Nine years ago, the Federal Aviation Administration held three public hearings to gather views on a new runway plan for O’Hare Airport, but it held no hearings where it mattered most — towns about to get hit with greater jet noise.
But it is not too late.
New runways have been built and others are coming by 2020, meaning more planes will be flying in and out of O’Hare, but flight patterns can always be changed. The FAA and Chicago have an obligation, having fallen short in 2005, to hold a hearing on the current state of airport noise.
Big towns need big airports, and big airports make big noise. People will always be unhappy. But the Fair Allocation in Runways coalition has offered suggestions for minimizing the impact of noise — or spreading the pain — that deserve consideration:
◆ Alternate the use of runways and flight paths from night to night. Right now, for example, runway 27L (parallel to Thorndale Avenue) gets all night arrivals whenever there is a west wind, which is about 70 percent of the time. This remedy, though, begs another question: Is spreading the pain really a better way to go?
◆ Require plans to make steeper ascents and declines so the noise extends out as little as possible. This, though, would increase airline fuel costs.

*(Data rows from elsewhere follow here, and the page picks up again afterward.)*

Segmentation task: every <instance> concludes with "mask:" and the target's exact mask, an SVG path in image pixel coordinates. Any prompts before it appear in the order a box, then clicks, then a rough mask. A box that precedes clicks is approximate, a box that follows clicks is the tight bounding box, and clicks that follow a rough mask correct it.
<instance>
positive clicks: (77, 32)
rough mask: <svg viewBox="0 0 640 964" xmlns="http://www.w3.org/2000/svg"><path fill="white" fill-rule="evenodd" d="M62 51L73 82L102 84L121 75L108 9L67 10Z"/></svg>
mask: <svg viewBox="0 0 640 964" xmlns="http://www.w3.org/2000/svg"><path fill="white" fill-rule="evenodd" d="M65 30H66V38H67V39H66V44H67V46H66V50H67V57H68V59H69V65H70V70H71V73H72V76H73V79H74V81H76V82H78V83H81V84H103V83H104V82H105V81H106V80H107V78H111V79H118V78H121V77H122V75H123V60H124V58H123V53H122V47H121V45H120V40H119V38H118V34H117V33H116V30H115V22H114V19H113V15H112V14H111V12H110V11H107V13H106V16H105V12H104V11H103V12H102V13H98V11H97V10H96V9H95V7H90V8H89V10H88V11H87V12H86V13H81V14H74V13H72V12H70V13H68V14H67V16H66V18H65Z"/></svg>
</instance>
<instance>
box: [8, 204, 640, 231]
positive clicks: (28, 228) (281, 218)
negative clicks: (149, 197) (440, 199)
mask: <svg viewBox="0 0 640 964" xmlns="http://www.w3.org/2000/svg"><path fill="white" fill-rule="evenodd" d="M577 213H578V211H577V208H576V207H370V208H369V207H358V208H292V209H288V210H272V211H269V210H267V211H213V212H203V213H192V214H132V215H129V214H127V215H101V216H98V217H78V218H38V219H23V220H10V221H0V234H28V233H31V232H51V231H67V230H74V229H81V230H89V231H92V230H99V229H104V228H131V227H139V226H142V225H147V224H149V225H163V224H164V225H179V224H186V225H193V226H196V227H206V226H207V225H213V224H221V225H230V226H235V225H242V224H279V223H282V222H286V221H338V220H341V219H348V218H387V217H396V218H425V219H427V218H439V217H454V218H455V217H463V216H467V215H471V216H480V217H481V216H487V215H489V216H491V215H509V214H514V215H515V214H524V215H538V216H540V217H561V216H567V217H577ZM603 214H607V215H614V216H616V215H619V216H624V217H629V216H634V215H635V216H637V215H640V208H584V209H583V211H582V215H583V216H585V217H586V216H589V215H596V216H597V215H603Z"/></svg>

◆ Give a noise monitor to all homeowners who request one, so that they can measure for themselves whether their noise is at soundproofing levels.
U.S. Rep. Mike Quigley, as reported by Rosalind Rossi of the Sun-Times on Monday, is sending a letter to the FAA asking why the community-input process has been inadequate. The 2005 public hearings probably should have been held closer to the communities likely to get hit hardest, Quigley argues. If not, he says, the outreach beforehand — to make sure the folks affected most showed up — should have been better. And when the hearings were poorly attended, Quigley says, the FAA should have asked why.
In the meantime, we see no reason the FAA can’t hold another public hearing — in the right place — right now.